We are so used to thinking of deceit as necessary for police work, or some similar situation, that it is unimaginable, truly unthinkable, that it might, possibly, be the wrong thing to do.  We so fear harming innocent children or the frail elderly with difficult facts, that I’ve been accused of great cruelty for suggesting that such people can, in fact, be given difficult but necessary news in some sensitive but honest way.

7.

And it cannot be denied: the moral life is not the easier life.  The freedom truth brings is bought at a cost.  A willingness to risk not nabbing the criminal, of making the little girl cry for the rest of her life, of causing grandma’s heart to fail.  Or a boycott by angry customers.  Or martyrdom.

Mostly, doing what is right is also doing what feels better.  What, in the end, makes like easier.  Our conscience is clear, our friendships are solid, people want to work with and help others they know to be decent, honest folk.  Mostly.

Not always.

Don’t forget to pray for Allie Hathaway, then go read more takes at the home of our lovely hostess Jen F. at ConversionDiary.com

*Not telling them off.  Lying.  Though we’re also getting used to telling them off.  Curiously, my Mark Shea link has no negative comments on it, at this writing.

5 thoughts on “7 Takes: The Ease With Which We Lie

  1. Loving this post (in a “im glad you’re my friend kind of way”)… I found it really difficult to not just say the truth but also accept it… I had to teach myself to speak the truth and how to walk that fine line.
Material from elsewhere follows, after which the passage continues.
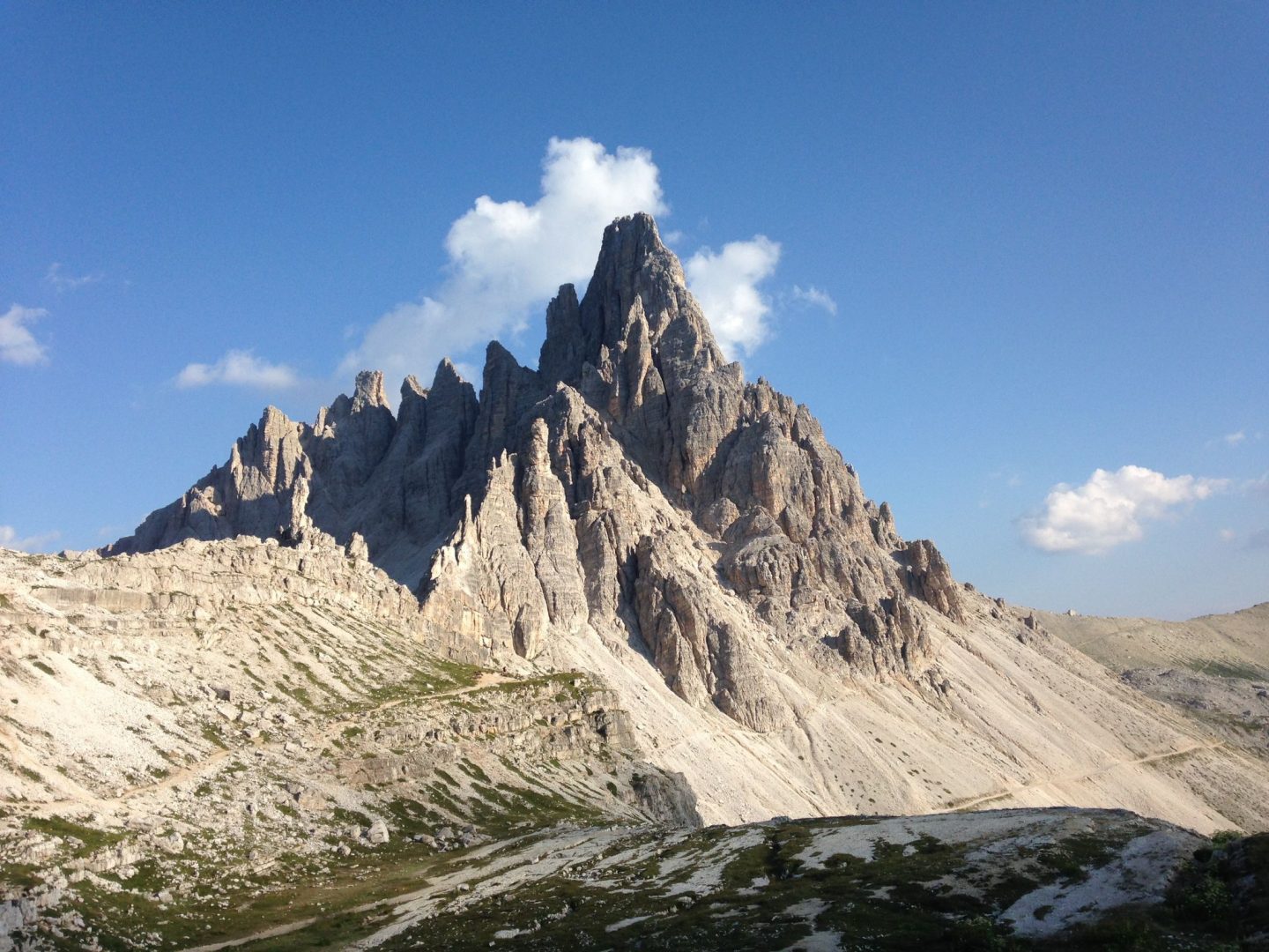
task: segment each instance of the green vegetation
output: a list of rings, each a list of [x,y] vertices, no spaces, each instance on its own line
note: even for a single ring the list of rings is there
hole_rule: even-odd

My parents forgot how to deal with any of this especially during their divorce and sadly still to this day. The military helped me some in that it gave me reasons to value the truth. I did not want to be between a rock and a hard place because I didn’t speak up or completely tell the truth. This was particularly difficult to navigate in the intelligence world and also with people who thought their rank meant they didn’t have to follow the rules.

    What I don’t get is when people ask for your honest opinion and then get upset because you answered them honestly just as they asked.
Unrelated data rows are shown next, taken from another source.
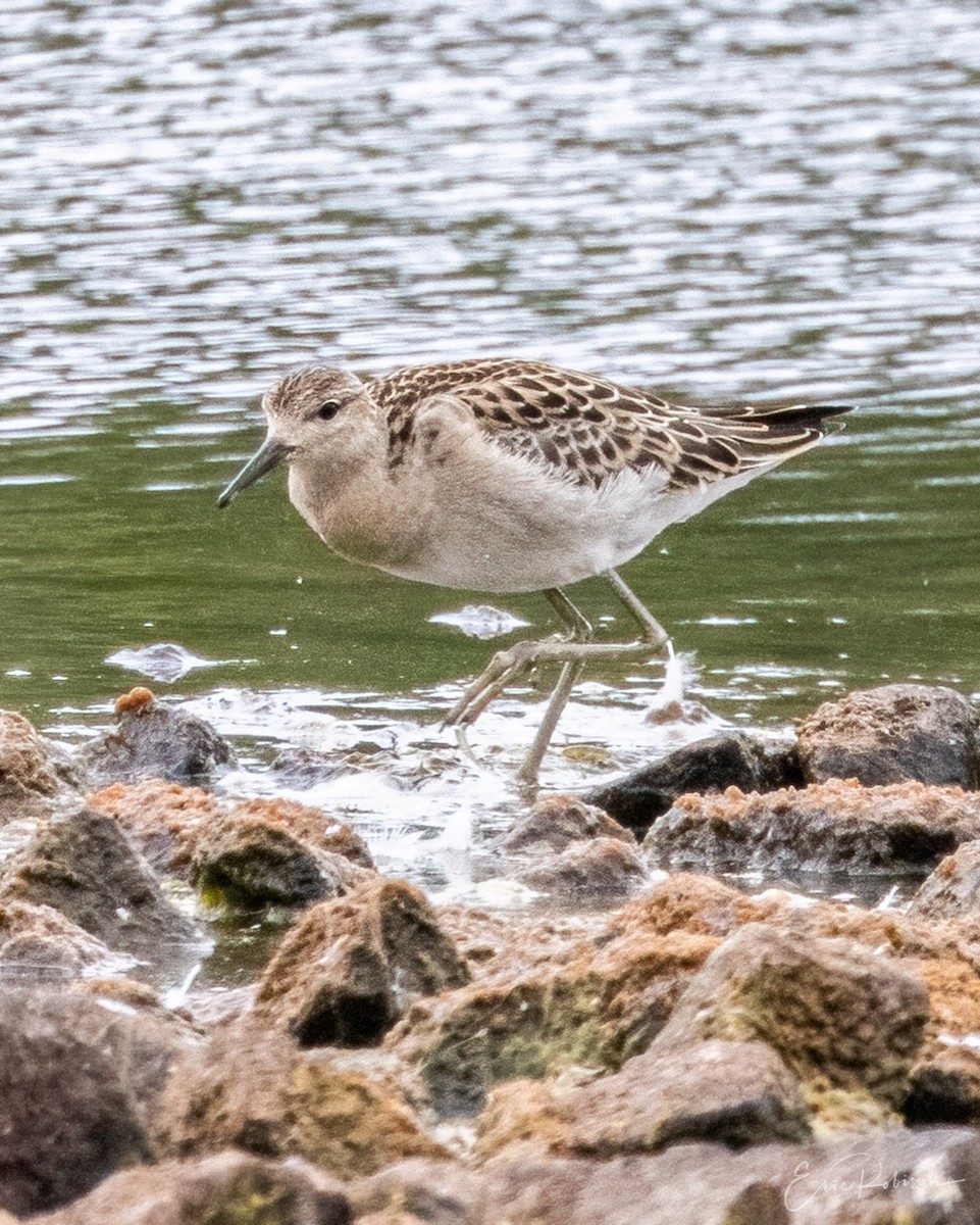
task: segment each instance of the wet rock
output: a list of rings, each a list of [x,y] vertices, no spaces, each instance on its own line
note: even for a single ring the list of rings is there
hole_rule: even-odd
[[[148,1115],[184,1039],[69,992],[0,992],[0,1208],[56,1208],[148,1160]]]
[[[65,981],[131,964],[51,907],[0,903],[0,982]]]
[[[810,1111],[771,1046],[715,1039],[645,1051],[591,1084],[510,1082],[494,1090],[478,1128],[482,1156],[609,1156],[689,1140],[729,1148],[801,1142],[810,1137]]]
[[[355,866],[374,870],[367,844],[351,826],[294,800],[228,801],[199,786],[147,779],[115,783],[89,796],[88,802],[117,821],[157,871],[176,876],[188,876],[199,844],[234,818],[259,821],[313,854],[341,855]]]
[[[602,809],[574,795],[549,795],[514,823],[500,845],[510,854],[557,854],[597,838],[614,838],[636,845],[633,833]]]
[[[0,905],[13,902],[51,907],[110,948],[142,957],[197,936],[119,826],[92,809],[46,822],[10,861]]]
[[[626,897],[647,880],[633,833],[573,795],[541,800],[500,846],[524,861],[518,878],[541,892]]]
[[[620,824],[645,834],[688,793],[773,791],[803,782],[795,745],[768,745],[743,733],[710,736],[584,796]]]
[[[432,1225],[971,1225],[980,1137],[887,1129],[741,1153],[678,1144],[608,1160],[500,1158],[481,1170],[416,1159],[349,1196],[358,1220],[392,1210]]]
[[[919,886],[909,913],[952,919],[980,911],[980,842],[968,842]]]
[[[946,1046],[911,1069],[903,1115],[911,1125],[980,1123],[980,1050]]]
[[[235,755],[203,719],[135,688],[116,702],[116,726],[83,745],[77,761],[97,784],[143,778],[186,783],[234,766]]]
[[[383,880],[300,916],[262,975],[256,1009],[302,1046],[369,1046],[414,998],[469,978],[425,897]]]
[[[210,824],[191,862],[191,883],[207,904],[243,911],[338,898],[371,875],[281,826],[240,813]]]
[[[635,846],[596,838],[566,846],[518,873],[532,889],[569,898],[629,897],[647,883],[647,867]]]
[[[328,783],[343,774],[347,767],[338,761],[336,753],[319,748],[296,746],[275,755],[272,769],[283,786],[308,788]]]
[[[343,1188],[302,1161],[219,1153],[113,1175],[35,1225],[351,1225]]]
[[[812,783],[980,785],[976,712],[942,686],[883,685],[848,693],[801,719],[796,736],[804,775]]]
[[[69,755],[13,710],[0,710],[0,826],[24,807],[45,806],[77,795],[78,778]]]
[[[768,908],[712,876],[672,872],[641,898],[609,918],[609,948],[640,948],[645,940],[685,931],[696,936],[729,936],[737,927],[767,918]]]
[[[154,871],[184,877],[190,873],[199,838],[228,811],[203,788],[163,779],[111,783],[89,795],[87,802],[126,831]]]
[[[301,1051],[256,1018],[219,1025],[171,1077],[155,1138],[171,1156],[226,1147],[301,1156],[350,1178],[412,1155],[445,1155],[383,1077],[336,1052]]]
[[[908,873],[980,838],[980,795],[832,779],[800,791],[685,795],[644,840],[661,867],[706,871]]]
[[[533,927],[525,938],[535,942]],[[618,1068],[650,1045],[717,944],[640,920],[582,941],[557,965],[519,957],[471,986],[420,1000],[385,1045],[420,1069],[439,1116],[472,1116],[502,1080],[575,1065]]]
[[[909,921],[919,929],[926,926],[921,918]],[[959,922],[941,922],[937,935],[959,933],[962,927]],[[965,940],[954,941],[952,949],[919,962],[919,971],[929,986],[930,1024],[903,1105],[905,1118],[914,1123],[980,1122],[980,978],[975,927],[965,935]]]
[[[927,1019],[926,985],[910,969],[853,941],[749,924],[711,954],[651,1051],[761,1039],[800,1080],[893,1109]]]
    But there are times I don’t speak the truth… especially to people I don’t know and/or can trust. For example, if a random person (I may put coworkers in this group too) is making general conversation like “Hi, how are you?” I will give them a different answer than I will a trusted friend. “Im good” as a response usually is the truth but its not ALL the truth… because strangers aren’t really interested in the details and 99.999999% they are just trying to make polite conversation.
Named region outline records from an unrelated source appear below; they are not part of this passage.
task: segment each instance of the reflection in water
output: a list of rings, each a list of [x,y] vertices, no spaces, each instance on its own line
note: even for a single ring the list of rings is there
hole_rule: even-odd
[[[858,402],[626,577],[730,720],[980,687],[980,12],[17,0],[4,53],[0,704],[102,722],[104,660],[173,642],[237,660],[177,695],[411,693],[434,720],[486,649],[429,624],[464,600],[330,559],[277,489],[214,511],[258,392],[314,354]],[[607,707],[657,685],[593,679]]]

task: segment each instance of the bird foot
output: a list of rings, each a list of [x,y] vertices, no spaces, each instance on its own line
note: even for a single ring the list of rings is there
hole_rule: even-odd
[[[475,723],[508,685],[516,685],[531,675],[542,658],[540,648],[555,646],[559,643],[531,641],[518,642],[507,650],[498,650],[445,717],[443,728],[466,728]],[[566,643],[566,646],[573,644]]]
    1. Sandra, thank you for sharing that! One thing I’d say, though, is to distinguish between social conventions vs. not telling the truth. “Fine, thank you,” is a social convention that means, “Well enough that I’m not bursting into tears or punching you in the face, thanks for asking.” And also mentioned here and elsewhere, “need to know” is a legitimate criteria for whether to share information. There’s nothing wrong with failing to answer a question that isn’t anyone’s business.

      –> Where I run into trouble, is the, what is so-and-so’s business, and what isn’t? I err on the side of too conversational, mostly. But sometimes on the side of not speaking up.

  2. I know a couple people have had trouble commenting, and I’m not sure what’s going on with WP. In the meanttime, Julie Davis from Happy Catholic e-mailed me with this comment:

    We do have a cultural fear of truth, but what really struck me, reading this, is that we have a ”genetic” fear of truth … from the moment of Adam and Eve’s disobedience, they began hiding and lying to avoid admitting the choice they made that was not God’s will for them. So lying runs deep, deep, deep in our foundations. It is part of that invisible war between evil and good, which can strain even the best of us to our limit … and beyond.

    Thank goodness for the Church … to help us keep our eye on ourselves. Nothing profound, but that is what bounced through my mind. I am going to be contemplating this post … thank you for sharing it with us.

  3. Eve: “Oh, yeah… sorry about that, God. But look! Now I have these beautiful fig leaves. And in the fall I can get a fall-colored one! And won’t I look lovely? Look at how much fun I’ll have cover… I mean decorating myself. Surely the benefits of my mistake make up for the rest of it. We’ll just forget it ever happened.”